La Maison Pol Roger achève les travaux de fondation d’un futur bâtiment de production situé au cœur d’Épernay, juste au-dessus de ses caves, et qui devrait accompagner la marque “pour les cinquante prochaines années”.

Pol Roger a engagé un chantier d’un montant de près de 40 millions d’euros pour construire un bâtiment de production d’une surface au sol de « 18.000 mètres carrés plancher » au-dessus de ses caves historiques. La conception du projet a commencé en 2017 et le bâtiment devrait être livré « clé en main » en 2022.
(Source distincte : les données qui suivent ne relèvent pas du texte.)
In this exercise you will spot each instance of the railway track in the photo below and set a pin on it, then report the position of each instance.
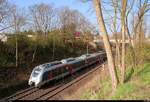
(33, 93)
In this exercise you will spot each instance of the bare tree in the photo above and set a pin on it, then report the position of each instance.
(4, 14)
(17, 19)
(111, 64)
(42, 19)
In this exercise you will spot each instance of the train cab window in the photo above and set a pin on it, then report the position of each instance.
(70, 60)
(56, 63)
(36, 71)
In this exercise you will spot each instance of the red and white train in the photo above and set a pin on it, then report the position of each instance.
(58, 69)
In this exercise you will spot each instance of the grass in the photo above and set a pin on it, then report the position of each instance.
(136, 87)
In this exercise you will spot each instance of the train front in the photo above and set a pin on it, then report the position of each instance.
(36, 76)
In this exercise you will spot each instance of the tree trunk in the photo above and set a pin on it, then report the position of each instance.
(111, 64)
(124, 3)
(16, 51)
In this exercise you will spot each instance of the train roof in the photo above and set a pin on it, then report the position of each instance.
(47, 65)
(67, 60)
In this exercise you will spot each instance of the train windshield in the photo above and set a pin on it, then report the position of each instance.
(36, 71)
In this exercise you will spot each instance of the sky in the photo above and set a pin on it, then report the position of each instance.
(85, 8)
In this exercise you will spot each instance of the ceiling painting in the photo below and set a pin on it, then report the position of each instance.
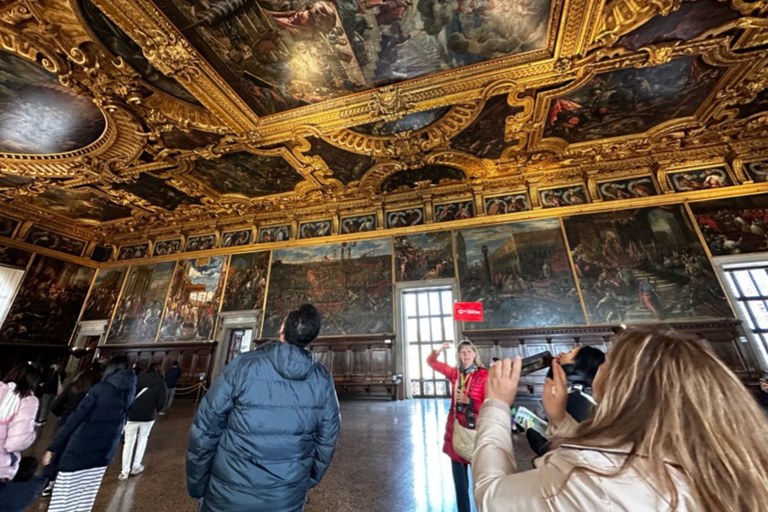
(40, 116)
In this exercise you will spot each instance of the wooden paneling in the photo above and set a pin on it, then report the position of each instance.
(193, 358)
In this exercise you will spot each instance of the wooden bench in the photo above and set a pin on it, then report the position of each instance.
(347, 385)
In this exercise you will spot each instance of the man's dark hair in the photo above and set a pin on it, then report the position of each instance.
(26, 377)
(117, 363)
(302, 326)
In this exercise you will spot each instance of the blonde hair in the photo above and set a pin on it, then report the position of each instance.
(671, 399)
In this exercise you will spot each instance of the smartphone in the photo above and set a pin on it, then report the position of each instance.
(536, 362)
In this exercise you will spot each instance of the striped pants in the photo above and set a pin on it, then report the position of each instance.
(76, 491)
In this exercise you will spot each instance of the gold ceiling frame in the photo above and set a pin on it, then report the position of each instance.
(166, 48)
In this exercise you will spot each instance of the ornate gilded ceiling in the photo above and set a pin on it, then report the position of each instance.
(123, 121)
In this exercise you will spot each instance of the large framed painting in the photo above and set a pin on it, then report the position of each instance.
(563, 196)
(194, 300)
(349, 283)
(14, 257)
(246, 281)
(104, 292)
(630, 188)
(406, 217)
(236, 238)
(130, 252)
(424, 256)
(507, 203)
(735, 225)
(521, 274)
(314, 229)
(274, 233)
(358, 224)
(700, 179)
(166, 247)
(7, 226)
(454, 211)
(57, 242)
(48, 302)
(200, 243)
(643, 265)
(138, 313)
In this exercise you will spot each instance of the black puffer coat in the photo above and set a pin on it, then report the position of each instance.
(265, 433)
(91, 434)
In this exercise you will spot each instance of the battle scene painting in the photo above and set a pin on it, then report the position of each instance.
(274, 234)
(120, 44)
(484, 137)
(509, 203)
(236, 238)
(165, 247)
(565, 196)
(315, 229)
(358, 224)
(521, 274)
(644, 265)
(424, 256)
(7, 226)
(700, 179)
(193, 302)
(629, 101)
(55, 241)
(247, 174)
(138, 313)
(157, 192)
(627, 189)
(14, 257)
(104, 292)
(246, 282)
(757, 171)
(735, 225)
(130, 252)
(434, 174)
(349, 283)
(411, 122)
(200, 243)
(38, 115)
(407, 217)
(283, 55)
(48, 302)
(689, 21)
(80, 204)
(346, 166)
(454, 211)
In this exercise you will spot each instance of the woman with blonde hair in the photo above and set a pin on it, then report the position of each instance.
(674, 430)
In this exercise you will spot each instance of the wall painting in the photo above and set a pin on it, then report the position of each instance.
(350, 283)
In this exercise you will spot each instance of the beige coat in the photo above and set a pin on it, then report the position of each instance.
(498, 487)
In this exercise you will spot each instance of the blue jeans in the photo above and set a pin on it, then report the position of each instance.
(461, 482)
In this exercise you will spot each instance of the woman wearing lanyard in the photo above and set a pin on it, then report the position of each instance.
(468, 385)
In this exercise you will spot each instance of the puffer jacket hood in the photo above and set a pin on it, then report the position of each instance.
(290, 361)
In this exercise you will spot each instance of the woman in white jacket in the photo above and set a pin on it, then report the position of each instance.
(675, 430)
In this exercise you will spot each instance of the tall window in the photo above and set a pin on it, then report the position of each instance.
(10, 278)
(427, 313)
(748, 286)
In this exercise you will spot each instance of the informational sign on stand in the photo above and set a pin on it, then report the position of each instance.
(468, 311)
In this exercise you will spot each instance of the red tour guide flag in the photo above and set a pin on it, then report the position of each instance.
(468, 311)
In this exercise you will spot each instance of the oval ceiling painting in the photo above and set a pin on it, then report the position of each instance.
(39, 115)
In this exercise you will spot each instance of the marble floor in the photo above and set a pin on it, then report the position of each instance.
(389, 459)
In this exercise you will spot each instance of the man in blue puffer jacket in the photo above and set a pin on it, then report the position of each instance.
(266, 431)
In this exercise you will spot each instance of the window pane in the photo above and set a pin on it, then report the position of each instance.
(745, 283)
(761, 278)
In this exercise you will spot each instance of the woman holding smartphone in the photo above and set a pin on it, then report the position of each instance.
(468, 380)
(674, 430)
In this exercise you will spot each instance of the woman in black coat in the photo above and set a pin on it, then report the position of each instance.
(88, 440)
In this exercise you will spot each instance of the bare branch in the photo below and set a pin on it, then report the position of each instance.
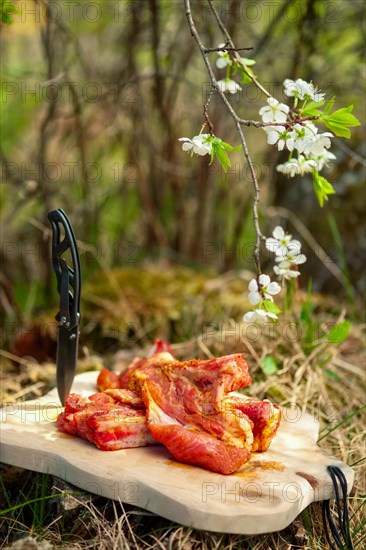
(231, 44)
(238, 122)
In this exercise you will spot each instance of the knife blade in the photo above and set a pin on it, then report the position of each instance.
(69, 288)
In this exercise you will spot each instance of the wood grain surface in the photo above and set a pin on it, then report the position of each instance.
(264, 496)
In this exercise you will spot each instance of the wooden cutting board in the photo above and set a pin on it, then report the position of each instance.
(265, 495)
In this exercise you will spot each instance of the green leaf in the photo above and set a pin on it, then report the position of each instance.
(339, 121)
(322, 188)
(221, 156)
(230, 147)
(271, 307)
(329, 106)
(339, 332)
(312, 108)
(269, 365)
(332, 375)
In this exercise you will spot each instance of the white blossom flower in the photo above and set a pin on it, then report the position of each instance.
(323, 159)
(200, 145)
(262, 289)
(228, 85)
(303, 90)
(246, 62)
(285, 272)
(299, 166)
(258, 315)
(318, 145)
(275, 111)
(301, 136)
(281, 243)
(277, 135)
(223, 59)
(292, 256)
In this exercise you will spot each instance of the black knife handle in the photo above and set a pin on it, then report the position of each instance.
(68, 278)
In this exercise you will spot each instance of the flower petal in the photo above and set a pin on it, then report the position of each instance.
(272, 244)
(278, 232)
(254, 298)
(249, 316)
(273, 288)
(264, 279)
(253, 286)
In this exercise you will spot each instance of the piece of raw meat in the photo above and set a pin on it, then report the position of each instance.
(184, 410)
(265, 417)
(112, 421)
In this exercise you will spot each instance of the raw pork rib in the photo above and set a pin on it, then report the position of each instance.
(192, 407)
(265, 417)
(184, 410)
(108, 379)
(112, 420)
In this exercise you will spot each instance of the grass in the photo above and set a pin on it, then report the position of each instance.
(322, 377)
Si la maison met bien-sûr à profit son patrimoine foncier extraordinaire en plein cœur de la ville d’Épernay – l’espace occupé servait autrefois de jardin et de potager – il lui aurait été plus facile de s’établir dans des zones périphériques. Mais Pol Roger souhaitait garder l’ensemble des étapes d’élaboration sur un seul et même site pour éviter des déplacements de camion, toujours polluants, et peut-être plus coûteux sur le très long terme. Par ailleurs, la Maison, de la même manière que d’autres établissements sparnaciens comme Alfred Gratien, met en avant la volonté d’empêcher la capitale du champagne de devenir une simple vitrine des marques.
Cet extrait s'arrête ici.